Enviada em 07/08/2020

O poema “No meio do caminho”, do escritor modernista Carlos Drummond de Andrade, revela, de forma metafórica a existência de obstáculos no percurso da vida humana. De maneira análoga, os perigos da indústria farmacêutica tornaram-se pedras no meio do caminho da sociedade moderna, haja vista que eles impedem a efetivação do pleno bem-estar social. Nesse sentido, é imperioso analisar como a hipocondria e a automedicação contribuem para a existência desse grave problema na agremiação brasileira.

Em primeiro plano, é indubitável que a hipocondria esteja entre as causas do transtorno, tendo em vista que, hodiernamente, as pessoas vivem com medo das variadas doenças que existem. Dessa forma, as indústrias farmacêuticas aproveitam-se da situação e criam novas doenças e medicamentos para que os indivíduos que acreditam estarem saudáveis usem frequentemente para evitar algumas enfermidades. Porém, ao fazer o uso inconsciente, eles não percebem os malefícios causados à saúde. Nesse panorama, segundo a Organização Mundial de Saúde (OMS), os gastos com investimentos em saúde, como na produção de fármacos aumentaram nos últimos anos.
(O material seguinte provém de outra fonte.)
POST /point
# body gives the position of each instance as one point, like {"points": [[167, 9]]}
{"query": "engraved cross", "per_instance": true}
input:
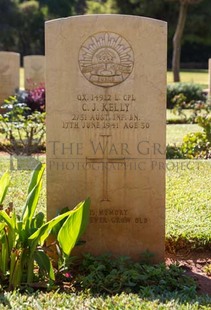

Em segundo plano, destaca-se a automedicação como impulsionadora dos perigos da indústria farmacêutica. Isso porque grande parte da população quando encontra-se doente utiliza o Google para fazer o diagnóstico de acordo com seus sintomas. Desse modo, é apresentada uma variedade de doenças e seus respectivos medicamentos para tratamento. Diante disso o indivíduo não busca ajuda médica e compra o remédio que acredita ser necessário, visto que alguns deles ainda são vendidos sem prescrição médica. Infelizmente, a decisão de se automedicar acarreta em sérios problemas de saúde. Nesse contexto, conforme uma pesquisa feita pelo Instituto de Ciência, Tecnologia e Qualidade (ICTQ), realizada em 2016, 72% dos brasileiros tomam remédio por conta própria.

Logo, é notório que a hipocondria e a automedicação são apenas dois dos fatores que acarretaram os perigos da indústria farmacêutica. Portanto, é imprescindível que o Ministério da Saúde, crie um programa de debates e fiscalização para o contingente populacional, com a participação de mestres e doutores da área, por meio de palestras que visem informar sobre os riscos causados à saúde com a automedicação e a proibição da venda de alguns medicamentos sem prescrição médica, além da fiscalização e aplicação de multas para as empresas farmacêuticas que incentivarem o uso de fármacos sem necessidade, a fim de visar o bem-estar da população e, assim, erradicar todas pedras do meio do caminho como no poema “No meio do caminho” de Drummond.